The Three Constants of the Job
1. Quality
A pipeline that runs on time but produces wrong numbers is worse than no pipeline. Tests on schemas, freshness, row counts, and business invariants are non-negotiable.
2. Reliability
Downstream consumers (executives, automated decisions, ML models) bake your output into their workflows. SLAs matter: "the daily revenue mart lands by 6am" is a contract.
3. Cost
Cloud warehouses are pay-per-query. A naive transformation that scans 50 TB per run can drop a five-figure bill before anyone notices. Cost discipline is part of the craft.
Skills to Build
- SQL — fluency, including window functions, CTEs, performance tuning.
- Python — for ingestion glue, orchestration, occasional Spark / Pandas.
- Modelling — Kimball-style dimensional, Inmon, data vault, modern "one big table" patterns.
- Cloud platforms — at least one of AWS, Azure, GCP, Databricks deeply; the others conceptually.
- Orchestration — Airflow / Prefect / Dagster.
- Transformation — dbt or equivalent.
- Streaming — Kafka concepts at minimum.
- Data governance — lineage, classification, access control, privacy.
Where the Certs Fit
| Cert | Focus |
|---|---|
| Microsoft DP-203 (retiring) / DP-700 Fabric Data Engineer | Azure: ADF, Synapse, Databricks, Fabric, Event Hubs |
| AWS DEA-C01 | AWS: Glue, EMR, Redshift, Kinesis, MSK, S3, Lake Formation |
| Google PDE | GCP: Dataflow, BigQuery, Pub/Sub, Dataproc, Looker, Vertex |
| Databricks Certified Data Engineer | Spark, Delta Lake, lakehouse architecture |
| Snowflake SnowPro Data Engineer | Snowflake-specific patterns |
The certs share concepts — pipelines, warehouses, lakes, streaming, governance.
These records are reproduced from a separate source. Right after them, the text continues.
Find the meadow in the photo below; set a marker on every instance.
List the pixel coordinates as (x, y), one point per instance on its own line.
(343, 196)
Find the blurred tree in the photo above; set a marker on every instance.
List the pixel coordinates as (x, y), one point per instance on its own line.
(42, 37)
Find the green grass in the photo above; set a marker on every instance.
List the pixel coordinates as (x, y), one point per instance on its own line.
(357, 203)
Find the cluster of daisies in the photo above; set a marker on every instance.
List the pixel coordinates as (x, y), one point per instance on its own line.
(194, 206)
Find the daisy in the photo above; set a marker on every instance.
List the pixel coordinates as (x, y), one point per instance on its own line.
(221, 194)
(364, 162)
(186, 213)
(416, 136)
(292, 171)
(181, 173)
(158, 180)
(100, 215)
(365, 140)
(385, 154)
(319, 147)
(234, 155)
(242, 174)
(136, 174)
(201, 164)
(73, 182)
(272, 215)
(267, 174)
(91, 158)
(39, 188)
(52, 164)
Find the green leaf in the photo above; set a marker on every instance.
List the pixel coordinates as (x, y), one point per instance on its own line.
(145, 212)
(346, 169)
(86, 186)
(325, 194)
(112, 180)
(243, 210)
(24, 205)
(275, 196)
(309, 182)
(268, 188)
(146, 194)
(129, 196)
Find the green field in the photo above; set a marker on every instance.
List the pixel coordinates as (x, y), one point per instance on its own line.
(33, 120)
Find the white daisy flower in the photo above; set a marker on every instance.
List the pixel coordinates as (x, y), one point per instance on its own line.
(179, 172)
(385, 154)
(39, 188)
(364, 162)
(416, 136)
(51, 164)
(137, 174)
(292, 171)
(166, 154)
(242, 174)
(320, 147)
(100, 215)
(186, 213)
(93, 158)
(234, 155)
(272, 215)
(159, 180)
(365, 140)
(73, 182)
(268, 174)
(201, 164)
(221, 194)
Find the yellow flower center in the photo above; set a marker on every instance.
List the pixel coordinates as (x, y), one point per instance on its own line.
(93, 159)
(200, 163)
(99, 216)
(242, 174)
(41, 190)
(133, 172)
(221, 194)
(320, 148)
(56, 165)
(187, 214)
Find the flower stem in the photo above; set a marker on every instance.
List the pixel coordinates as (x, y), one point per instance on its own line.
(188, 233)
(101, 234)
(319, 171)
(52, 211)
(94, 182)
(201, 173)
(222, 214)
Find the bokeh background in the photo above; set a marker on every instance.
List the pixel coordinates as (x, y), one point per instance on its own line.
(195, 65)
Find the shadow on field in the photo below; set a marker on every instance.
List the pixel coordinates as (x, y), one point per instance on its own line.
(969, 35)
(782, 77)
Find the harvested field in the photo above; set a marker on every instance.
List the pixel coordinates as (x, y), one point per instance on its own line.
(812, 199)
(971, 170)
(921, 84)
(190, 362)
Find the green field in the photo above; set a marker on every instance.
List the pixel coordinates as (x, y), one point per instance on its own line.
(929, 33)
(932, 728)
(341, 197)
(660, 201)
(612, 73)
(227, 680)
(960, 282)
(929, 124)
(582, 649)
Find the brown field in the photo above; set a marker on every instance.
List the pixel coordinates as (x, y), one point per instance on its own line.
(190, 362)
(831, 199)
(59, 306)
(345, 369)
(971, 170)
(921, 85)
Master the concepts here and the per-cloud variants are mostly nomenclature.
The Mental Frame for the Rest of the Course
Data engineering is plumbing for decisions. Every pipeline you build either makes a downstream decision faster, more reliable, or cheaper — or it should not exist. As we cover ETL, warehouses, lakes, Spark, and streaming, keep that lens: who consumes this, and how does this make their work better?